Counting macros vs. intuitive eating
One of the great, never ending debates amongst those looking to improve their nutrition, is whether counting macros or eating intuitively works best. As always, it depends.
This means you track your daily intake of the three main macronutrients: protein, carbohydrates, and fats. In order to do so, food is weighed, then logged in a tracker such as MyFitnessPal. The calories and macro contents are then added to your daily total.
For example, if you are eating chicken for dinner, you weigh the portion and log it, along with whatever else you have in that meal. More complex meals, for example, stir-frys, need to have each ingredient tracked individually.
The calorie and each macronutrient targets set each day depend on a number of factors. Your training goals, your training experience, your basal metabolic rate (BMR) and daily activity level and more.
This style of eating is based on listening to your body’s hunger signals and eating appropriately. By building a more mindful approach to food and eating, you try to become more in tune with what you need. Not nearly as hippy-dippy as it may sound, this is simply a way of relearning when you are hungry or full and eating appropriately.
With this style of eating, you have to be more aware of hunger cues and satiety cues so you don’t overeat.
For some people calculating macronutrients is second nature while others find it to be time-consuming and stressful/ boring. On the other hand, many people have success with intuitively listening to cues that signal when they are either hungry or full, and others struggle to be mindful with their eating.
On the other hand, many people have success with a more intuitive approach, listening to cues that signal when they are either hungry or full, and others struggle to be mindful with their eating.
The macro method
Counting macros can be useful for those who are trying to get really lean. Entering a physique competition, for example, requires a much lower body fat percentage than is typically sustainable. To get there, a much more focused nutritional approach is needed, and tracking can give that.
It can be great for those who wish to lose weight by more conscientiously regulating their diet or maybe just like to track numbers. It can be a useful tool for those who want to become more aware of their macronutrient intake. I sometimes find that new clients have some eye-opening moments when they track for the first time, particularly in their protein intake.
The disadvantage of counting macros is the risk of becoming too focused on numbers and losing sight of the big picture. It can become too all-consuming. If you find yourself scrutinising every single thing you eat, you might want to take a break from counting macros.

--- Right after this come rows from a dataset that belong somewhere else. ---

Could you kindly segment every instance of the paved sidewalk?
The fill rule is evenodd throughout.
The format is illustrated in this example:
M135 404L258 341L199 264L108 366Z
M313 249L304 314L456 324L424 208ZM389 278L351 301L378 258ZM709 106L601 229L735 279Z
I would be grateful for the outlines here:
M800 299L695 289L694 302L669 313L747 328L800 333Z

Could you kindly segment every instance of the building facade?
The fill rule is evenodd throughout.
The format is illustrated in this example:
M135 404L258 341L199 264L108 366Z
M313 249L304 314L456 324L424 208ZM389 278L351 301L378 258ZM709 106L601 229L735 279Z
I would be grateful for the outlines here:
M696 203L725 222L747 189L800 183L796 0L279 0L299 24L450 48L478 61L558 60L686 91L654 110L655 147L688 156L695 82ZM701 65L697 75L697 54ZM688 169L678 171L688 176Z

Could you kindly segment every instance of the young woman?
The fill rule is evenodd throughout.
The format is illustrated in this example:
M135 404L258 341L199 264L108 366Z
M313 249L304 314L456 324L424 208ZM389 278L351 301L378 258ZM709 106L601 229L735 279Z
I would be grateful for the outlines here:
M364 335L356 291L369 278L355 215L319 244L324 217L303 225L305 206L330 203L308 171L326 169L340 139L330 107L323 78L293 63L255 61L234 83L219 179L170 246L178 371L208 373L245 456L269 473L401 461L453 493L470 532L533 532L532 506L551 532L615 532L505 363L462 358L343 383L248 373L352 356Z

The point of this nutritional approach is to enable you to meet your goals, not become a source of stress.
The habit based method
The intuitive eating approach is great for those who want to develop a healthier relationship with food and good nutrition. Think of it as a maintenance mode for your nutritional approach, still great for losing weight but less rigid than counting everything.

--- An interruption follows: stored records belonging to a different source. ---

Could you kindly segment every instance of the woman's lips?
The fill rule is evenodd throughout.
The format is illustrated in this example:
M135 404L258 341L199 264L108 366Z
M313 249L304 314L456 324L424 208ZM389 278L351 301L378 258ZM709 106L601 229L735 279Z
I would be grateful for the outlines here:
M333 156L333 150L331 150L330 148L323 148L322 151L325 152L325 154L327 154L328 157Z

Intuitive eating is a nutritional philosophy that focusses on internal cues of hunger and fullness and building habits that focus on health as well as enjoyment. This can be a much more relaxed way of eating for many people. In many cases ending the cycle of fad diets and yoyoing weight.
This way of eating changes how you think about food and hunger. By being more aware of your body’s signals and building good habits around food, you gain flexibility and reduce stress.
A 2014 study review evaluated 20 different peer-reviewed intuitive eating studies to examine the physical and psychological effects of these programs. It found that participants who were encouraged to eat intuitively were able to change unhealthy weight control behaviours, improve metabolic fitness, increase body satisfaction, and decrease psychological distress. More recently, Precision Nutritions Procoach habit based system was subject to 3 peer reviewed studies all showing significant results in weight loss, body composition improvements and more.
At the end of the day, the best approach is simply the one that you can follow consistently. There is no one size fits all method. As with many diet and training ideas, your best bet is to try different approaches to see what works best for you.